What inspired you to start your business?
I started Wholegood because I genuinely believed there was a better way to source and sell food. One that respected the growers, the environment, and the customer. Back in 2007, organic produce was either overpriced or poorly presented. I saw a gap: beautiful, responsibly sourced fruit and veg that people would actually want to buy. I was selling fruit and veg from a rented van, picking and packing everything myself through the night, but I was obsessed with changing the food system from the inside out.
What was your biggest challenge and how did you overcome it?

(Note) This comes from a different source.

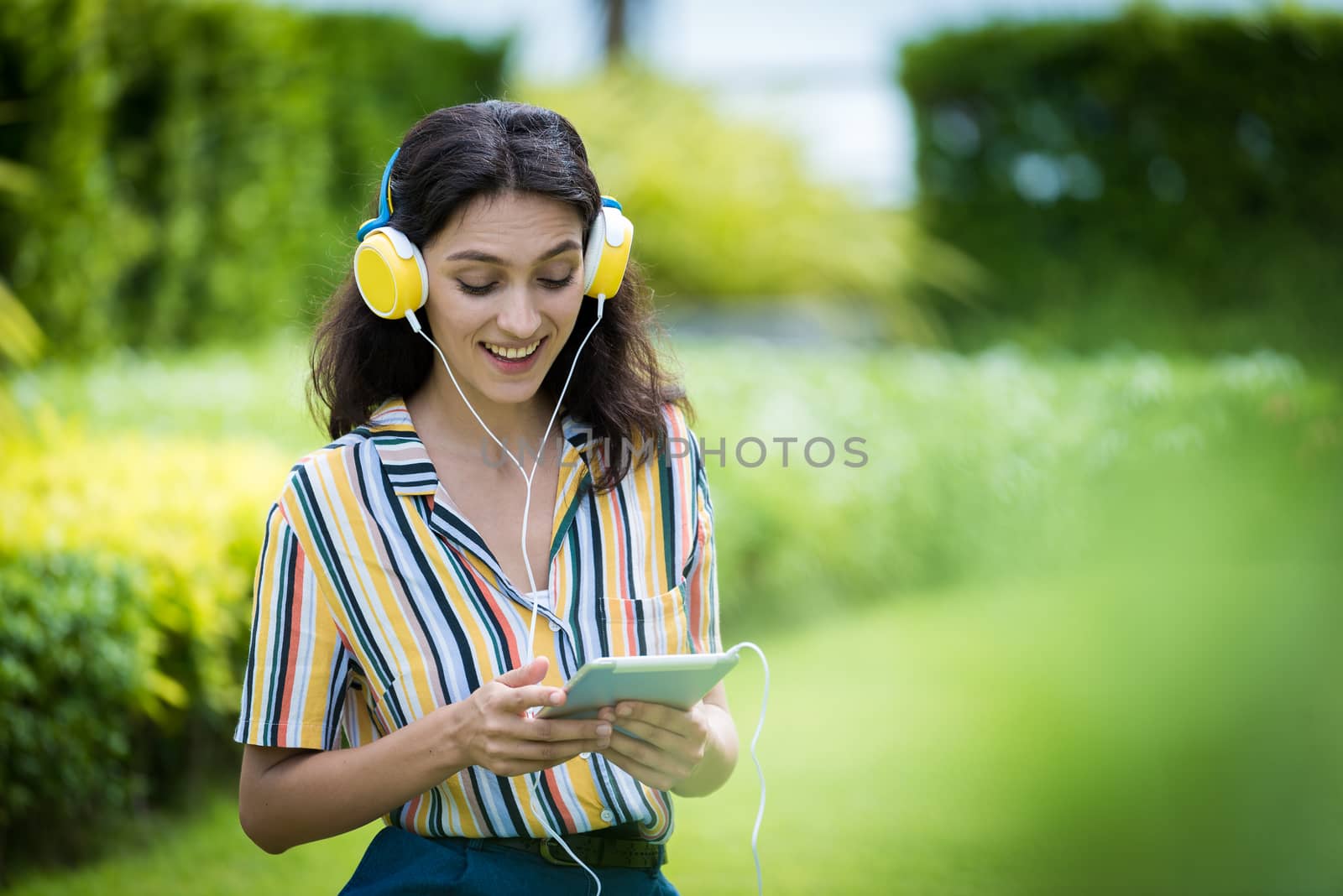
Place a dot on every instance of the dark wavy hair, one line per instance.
(447, 159)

The biggest challenge was scaling without losing what made Wholegood unique. As we grew, it became harder to hold on to the things that helped us stand out. Our culture, provenance, customer service. We overcame it by getting laser-focused: better systems, better hiring, better margins, and ruthless prioritisation. Not everything can be a priority, So I had to work out what actually mattered and double down on that, bit by bit.

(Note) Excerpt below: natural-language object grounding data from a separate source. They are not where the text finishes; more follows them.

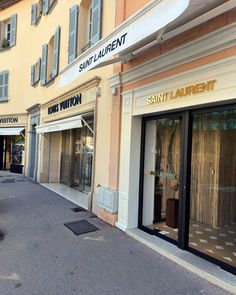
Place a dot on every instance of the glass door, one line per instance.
(161, 176)
(212, 228)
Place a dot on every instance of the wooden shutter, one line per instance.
(13, 30)
(38, 70)
(44, 64)
(34, 14)
(56, 47)
(1, 85)
(46, 5)
(32, 75)
(40, 8)
(73, 33)
(96, 20)
(4, 81)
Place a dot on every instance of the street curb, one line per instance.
(151, 243)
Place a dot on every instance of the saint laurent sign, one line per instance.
(182, 92)
(65, 104)
(132, 33)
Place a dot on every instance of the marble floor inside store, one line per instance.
(218, 242)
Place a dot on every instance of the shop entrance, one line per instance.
(188, 192)
(162, 175)
(1, 152)
(77, 157)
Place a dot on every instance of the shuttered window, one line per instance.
(46, 6)
(4, 81)
(34, 14)
(96, 21)
(13, 30)
(38, 70)
(32, 75)
(56, 47)
(44, 64)
(73, 33)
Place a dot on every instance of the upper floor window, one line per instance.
(84, 27)
(4, 81)
(36, 12)
(48, 5)
(50, 58)
(8, 32)
(35, 72)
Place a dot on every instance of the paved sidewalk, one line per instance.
(40, 256)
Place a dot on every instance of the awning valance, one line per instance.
(137, 29)
(11, 131)
(59, 125)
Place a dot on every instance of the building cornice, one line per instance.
(7, 3)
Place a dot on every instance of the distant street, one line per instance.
(40, 256)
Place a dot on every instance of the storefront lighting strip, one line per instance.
(85, 123)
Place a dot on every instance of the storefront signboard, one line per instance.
(13, 120)
(65, 104)
(182, 92)
(135, 30)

How did you secure your initial funding?
I didn't come from money. The first version of Wholegood was built on grit, not capital. I secured seed funding from a friend about 9 months after I started to allow me to move into a slightly larger warehouse. Until we were in a place to access larger lines of credit and external investment. In those early days, our biggest resource was belief and relentless execution, not really cash.
How do you handle failure or setbacks?
By not making them mean too much. A failed product line, a bad hire, a supply chain problem, it all hurts but you can't build anything meaningful without failing pretty often. I did find that really hard over the first few years, I took every failure very personally but it is very important to move on quickly, we seem to be really bad at excepting failure in the UK, it's like it has a shame attached to it but you are only failing because you are trying, it's easy to not fail if you just stay in bed, at least you are getting off your arse and trying. This needs to be celebrated a lot more.
What advice would you give to someone hoping to scale up their UK based business to an annual revenue to £5m?
Know your margins inside-out and don't chase turnover at the expense of profitability £5m in revenue with no margin is just vanity. I made this mistake a lot! Focus on building a product or service that people actually want and then simplify the hell out of everything else, operations, team structure, pricing. Start small but plan for scale. And don't wait for perfection, ever, just learn and improve.